(https://inspicio.wordpress.com/)
Perjalanan Dimulai dari Doa
Suka Duka Seorang Musafir
Kisah Mbah Boncel bukan sekadar catatan jarak, tetapi juga catatan batin.
Ia pernah dirampok di hutan Sumatra, kehilangan tas dan celana. Para perampok mencoba membawa sepedanya, namun rantainya macet — seperti menolak berpindah tangan. “Ajaib,” katanya kemudian, “setelah mereka pergi, rantainya kembali normal.”
Ia juga pernah disandera kelompok GAM di Aceh pada Februari 2007.

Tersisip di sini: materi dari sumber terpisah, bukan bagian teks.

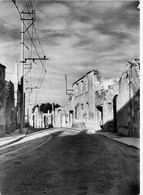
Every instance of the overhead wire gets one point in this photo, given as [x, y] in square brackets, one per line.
[32, 42]
[40, 84]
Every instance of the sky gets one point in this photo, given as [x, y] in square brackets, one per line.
[76, 36]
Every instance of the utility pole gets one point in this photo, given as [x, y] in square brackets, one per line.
[22, 79]
[22, 99]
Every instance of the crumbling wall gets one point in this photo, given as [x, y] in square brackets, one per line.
[2, 100]
[128, 101]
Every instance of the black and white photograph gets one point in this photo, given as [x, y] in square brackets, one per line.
[70, 97]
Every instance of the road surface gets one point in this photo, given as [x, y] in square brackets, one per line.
[73, 163]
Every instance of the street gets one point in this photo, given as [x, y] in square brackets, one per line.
[73, 163]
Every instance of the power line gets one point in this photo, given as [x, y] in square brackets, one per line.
[29, 34]
[26, 2]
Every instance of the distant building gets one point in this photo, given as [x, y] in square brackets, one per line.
[10, 113]
[128, 101]
[87, 106]
[105, 104]
[40, 120]
[2, 100]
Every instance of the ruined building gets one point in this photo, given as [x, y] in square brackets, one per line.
[92, 102]
[10, 112]
[128, 101]
[2, 100]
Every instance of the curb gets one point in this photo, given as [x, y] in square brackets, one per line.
[20, 138]
[9, 143]
[50, 137]
[131, 146]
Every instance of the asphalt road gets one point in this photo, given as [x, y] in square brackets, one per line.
[73, 163]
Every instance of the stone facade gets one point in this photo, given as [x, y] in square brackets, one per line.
[128, 100]
[104, 103]
[2, 100]
[40, 120]
[9, 107]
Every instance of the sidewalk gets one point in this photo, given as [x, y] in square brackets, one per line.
[13, 137]
[130, 141]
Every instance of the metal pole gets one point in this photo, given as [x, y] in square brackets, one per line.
[22, 78]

Dalam kondisi genting itu, ia tetap tenang dan akhirnya bisa melarikan diri saat para penyandera lengah.
Ia selalu percaya bahwa Tuhan ikut mengayuh bersama dirinya.
“Saya tidak takut pada siapa pun, baik makhluk halus maupun begal. Kula pasrah kok, Mas.”
— kata Mbah Boncel dalam wawancara di 2007.
Tiga Kali Bertemu: Catatan dari Tim Ontelis Nusantara
Bagi Tim Ontelis Nusantara, Mbah Boncel bukan sekadar legenda media — kami pernah bertemu langsung sebanyak tiga kali.
Pertemuan pertama terjadi sekitar 2009, di jalan raya antara Banjar menuju Tasikmalaya.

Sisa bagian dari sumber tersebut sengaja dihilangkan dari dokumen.